Bitcoin price has seen close to 45 percent correction since its all-time high achieved in early November. However, on-chain analyst and co-Founder of software firm Hypersheet Willy Woo believes that the world’s most popular cryptocurrency isn’t exhibiting a “bear market setup” despite factors suggesting it is. Woo claims that key metrics such as a strong number of long-term Bitcoin holders and growing rates of accumulation suggest that the market has not flipped the switch to bear territory yet, although the fear factor is at its peak.
Willy Woo, while speaking to Peter McCormack on the What Bitcoin Did podcast said, “Structurally on-chain, it’s not a bear market setup. Even though I would say we’re at peak fear. No doubt about it, people are really scared.”
The on-chain analyst said that the high levels of fear in the market present an opportunity as an upward retracement is likely. “It’s an opportunity to buy. You don’t often get this kind of pullback without it relief-bouncing even. You don’t sort of slide, slide, slide, and then capitulate,” said Woo.
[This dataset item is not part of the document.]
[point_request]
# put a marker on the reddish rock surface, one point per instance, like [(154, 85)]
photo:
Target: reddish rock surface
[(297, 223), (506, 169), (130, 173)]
“We’ve come down from $69,000 (roughly Rs. 51.5 lakh) to $33,000 (roughly Rs. 24.5 lakh). It would be hard-pressed to capitulate from $33,000 down to say $20,000 (roughly Rs. 15 lakh). Because that’s like retracing something like a 2018 bear market over two and a half months instead of a year.”
Woo also says that demand for Bitcoin is returning as various investors resume buying.
“Structurally, it’s [Bitcoin] very, very strong and demand started to come back. And the hodlers [long-time Bitcoin holders] that were slightly being just dispirited by the futures traders selling down have stopped selling. They’re rebounding now, and there’s accumulation coming.”
Woo suggested that the increasing influx of mainstream traders and rollout of BTC futures markets over the past few years has significantly changed the market structure of BTC in which the price directly correlates to “risk-on risk-off from macro traders looking at traditional stocks.”
“You know back in 2019 to 2020, if you looked on-chain at what the investors were doing, they were accumulating but you just couldn’t see any impact of price because the price was really dictated by traders on the futures exchanges,” he said.